It is against the backdrop of this rapidly changing world that Penny Wong and her officials should consider the relative importance of bilateral tariffs on wind turbines or Barossa shiraz wines and the fate of the panda in the Adelaide Zoo. Hopefully, they will also question how Australian acquisition of nuclear submarines at some distant future point can possibly contribute to resolution of the ever-increasing array of global problems.

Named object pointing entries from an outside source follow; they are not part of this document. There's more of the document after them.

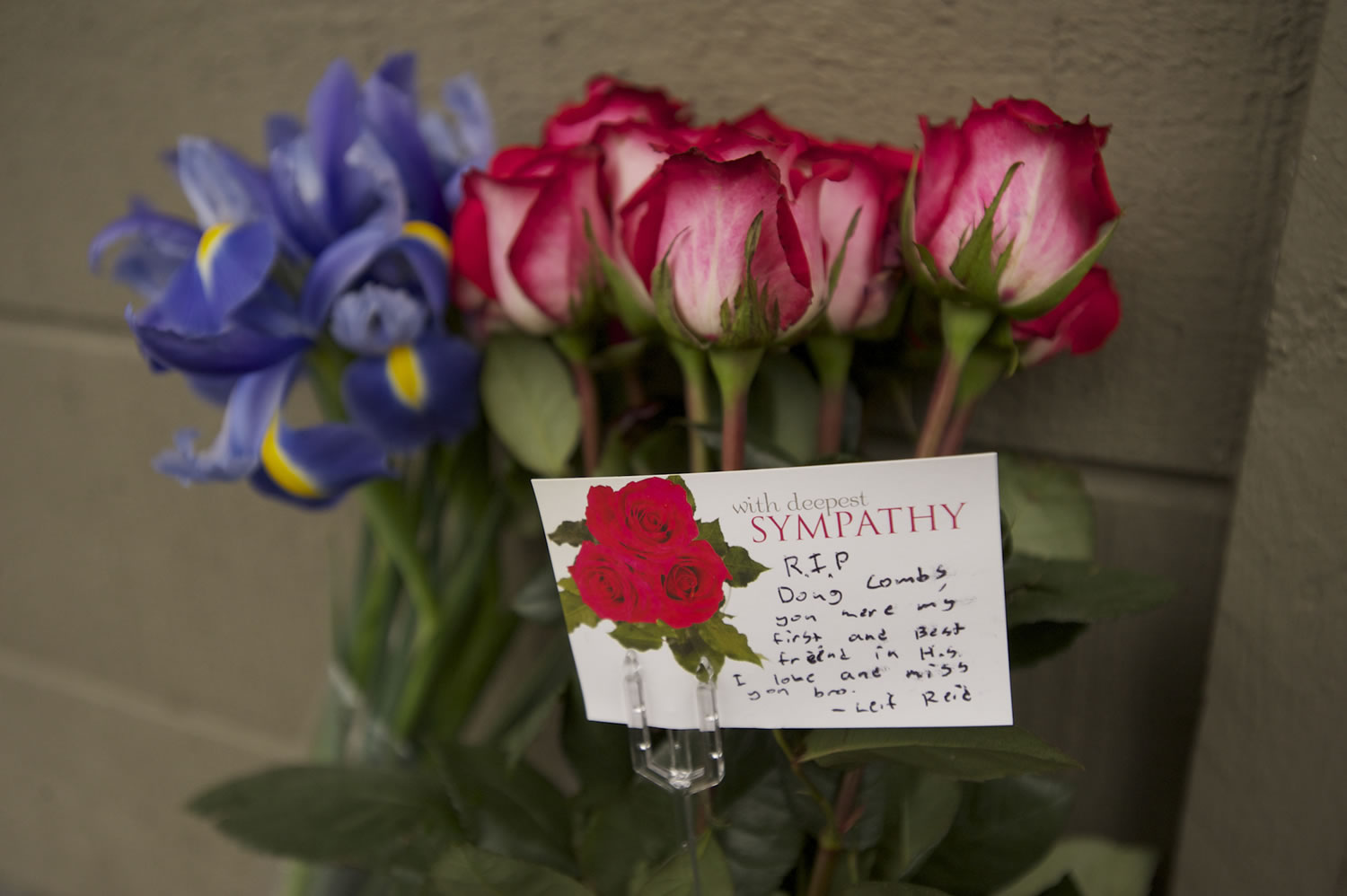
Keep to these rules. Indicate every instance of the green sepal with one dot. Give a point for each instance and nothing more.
(964, 326)
(1052, 296)
(620, 296)
(573, 532)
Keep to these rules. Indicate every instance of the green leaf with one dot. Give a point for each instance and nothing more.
(509, 810)
(466, 871)
(760, 839)
(638, 637)
(573, 532)
(784, 407)
(1064, 887)
(574, 610)
(334, 814)
(1036, 642)
(597, 751)
(675, 876)
(1050, 513)
(967, 753)
(710, 532)
(918, 814)
(892, 888)
(1042, 591)
(530, 401)
(1096, 865)
(744, 569)
(725, 639)
(635, 826)
(1001, 830)
(536, 599)
(691, 502)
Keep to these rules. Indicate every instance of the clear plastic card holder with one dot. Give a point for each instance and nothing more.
(681, 761)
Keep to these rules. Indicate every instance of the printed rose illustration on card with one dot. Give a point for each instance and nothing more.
(660, 575)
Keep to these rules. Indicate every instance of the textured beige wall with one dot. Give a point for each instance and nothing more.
(1266, 809)
(153, 639)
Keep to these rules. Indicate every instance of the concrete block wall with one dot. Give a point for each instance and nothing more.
(154, 639)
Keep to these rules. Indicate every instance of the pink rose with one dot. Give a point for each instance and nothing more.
(611, 101)
(519, 234)
(832, 185)
(1079, 323)
(692, 218)
(687, 585)
(1051, 215)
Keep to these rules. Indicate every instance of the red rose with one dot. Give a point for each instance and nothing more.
(647, 518)
(611, 588)
(1080, 323)
(1051, 215)
(611, 101)
(689, 585)
(519, 236)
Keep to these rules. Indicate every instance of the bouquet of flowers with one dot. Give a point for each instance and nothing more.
(633, 295)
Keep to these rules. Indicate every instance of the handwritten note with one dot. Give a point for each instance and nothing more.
(845, 596)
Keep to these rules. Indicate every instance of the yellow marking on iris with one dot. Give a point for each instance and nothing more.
(431, 236)
(406, 377)
(282, 468)
(209, 245)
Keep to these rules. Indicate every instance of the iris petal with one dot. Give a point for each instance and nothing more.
(252, 404)
(315, 467)
(337, 268)
(392, 118)
(233, 263)
(220, 185)
(417, 393)
(374, 318)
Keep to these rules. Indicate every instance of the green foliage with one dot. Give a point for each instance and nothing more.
(919, 809)
(967, 753)
(331, 814)
(1094, 865)
(675, 877)
(1047, 507)
(1007, 826)
(759, 841)
(574, 610)
(573, 532)
(530, 401)
(466, 871)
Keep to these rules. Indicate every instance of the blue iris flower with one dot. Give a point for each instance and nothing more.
(384, 294)
(310, 467)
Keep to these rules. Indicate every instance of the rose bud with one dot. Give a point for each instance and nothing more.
(1079, 323)
(689, 585)
(686, 233)
(611, 101)
(648, 516)
(1010, 207)
(520, 234)
(609, 586)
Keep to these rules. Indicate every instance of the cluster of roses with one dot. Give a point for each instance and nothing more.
(622, 177)
(647, 562)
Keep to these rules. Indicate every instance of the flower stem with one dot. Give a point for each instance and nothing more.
(832, 355)
(587, 393)
(697, 401)
(735, 369)
(830, 849)
(953, 439)
(942, 403)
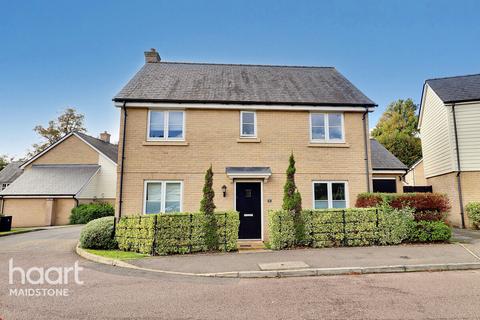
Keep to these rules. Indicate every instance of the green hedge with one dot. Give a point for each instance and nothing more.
(176, 233)
(354, 227)
(85, 213)
(97, 234)
(473, 213)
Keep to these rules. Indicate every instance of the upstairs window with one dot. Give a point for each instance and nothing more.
(166, 125)
(162, 196)
(329, 194)
(326, 127)
(248, 124)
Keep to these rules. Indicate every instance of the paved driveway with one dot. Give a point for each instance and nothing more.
(114, 293)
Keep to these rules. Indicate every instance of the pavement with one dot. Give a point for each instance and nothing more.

For his part, Chinese Foreign Minister Wang Yi told the Australia China Business Council that China-Australia relations were comprehensive and multi-ranging, and the common interests of both sides far outweighed their differences, so the two countries should be partners rather than rivals. He particularly mentioned that both countries should address climate change and other global challenges. He said that he trusted that Australia would pursue an independent foreign policy, and stressed that China advocated multilateralism and a “more just and equitable” international order.

Some commentators have interpreted this as a subtle indication that Australia should go easy on China regarding human rights issues and the South China Sea, but it can also be seen as providing a broader perspective on the international scene. Chen Hong of the Australian Studies Centre at East China Normal University, put it succinctly in an interview he gave to the Financial Times, “You can never step into the same river twice. The world is changing and the geostrategic scenarios are quite different.”

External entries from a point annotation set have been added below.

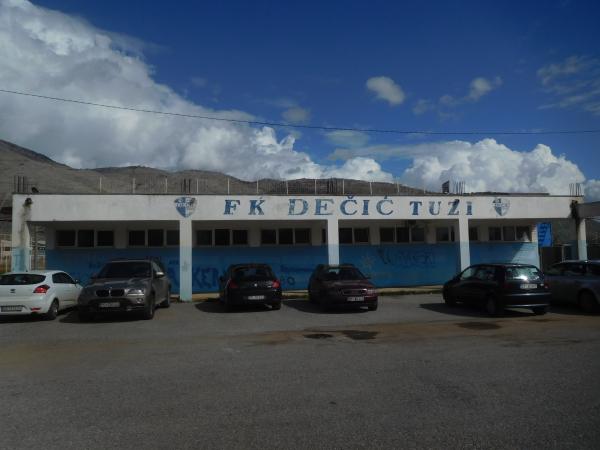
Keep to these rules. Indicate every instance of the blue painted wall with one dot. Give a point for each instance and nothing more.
(388, 265)
(517, 252)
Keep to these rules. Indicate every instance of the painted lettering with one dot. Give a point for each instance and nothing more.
(230, 206)
(343, 206)
(416, 205)
(322, 205)
(292, 209)
(256, 207)
(366, 207)
(432, 208)
(379, 206)
(453, 207)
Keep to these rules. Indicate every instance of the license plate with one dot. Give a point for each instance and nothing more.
(11, 308)
(109, 305)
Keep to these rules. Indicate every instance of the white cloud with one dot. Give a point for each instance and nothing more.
(485, 166)
(574, 83)
(347, 138)
(51, 53)
(386, 89)
(478, 88)
(296, 115)
(592, 190)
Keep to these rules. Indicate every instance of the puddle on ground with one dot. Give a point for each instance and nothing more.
(358, 335)
(318, 336)
(479, 325)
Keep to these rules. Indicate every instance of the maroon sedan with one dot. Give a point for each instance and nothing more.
(341, 285)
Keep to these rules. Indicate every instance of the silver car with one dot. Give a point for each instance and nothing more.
(576, 282)
(126, 286)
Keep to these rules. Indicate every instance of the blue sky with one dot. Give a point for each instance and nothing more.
(437, 66)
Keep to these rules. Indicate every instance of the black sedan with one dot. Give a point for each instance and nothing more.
(499, 286)
(245, 284)
(341, 285)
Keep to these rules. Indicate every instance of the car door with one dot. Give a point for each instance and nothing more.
(160, 283)
(556, 281)
(462, 289)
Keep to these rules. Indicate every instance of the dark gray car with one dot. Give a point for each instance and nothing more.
(576, 282)
(126, 286)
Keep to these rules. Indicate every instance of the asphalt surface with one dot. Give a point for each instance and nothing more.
(414, 374)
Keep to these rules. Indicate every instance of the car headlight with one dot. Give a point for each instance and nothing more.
(135, 291)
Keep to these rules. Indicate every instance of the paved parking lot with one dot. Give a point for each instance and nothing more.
(414, 374)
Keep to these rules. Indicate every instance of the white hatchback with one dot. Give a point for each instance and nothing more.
(37, 292)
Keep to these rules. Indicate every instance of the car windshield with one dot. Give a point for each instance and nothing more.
(258, 272)
(22, 279)
(343, 273)
(523, 273)
(139, 269)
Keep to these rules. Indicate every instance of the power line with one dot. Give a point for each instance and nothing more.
(311, 127)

It is likely that Chinese Premier Li Qiang will visit Australia later this year. To regularise relations before then, extensive consultations and negotiations between Canberra and Beijing will be required. Of course, all dialogue between Australia and China is welcome. It is my hope that it will be more purposeful than “Australia will be Australia; China will be China.”

In 1956, Prime Minister Anthony Eden adopted such an insouciant attitude in his dealings with Egyptian President Nasser, that ultimately resulted in British humiliation in the Suez Crisis. 1956 was also the year when Doris Day sang:

“Que sera sera. Whatever will be, will be.

The future’s not ours to see. Que sera sera.”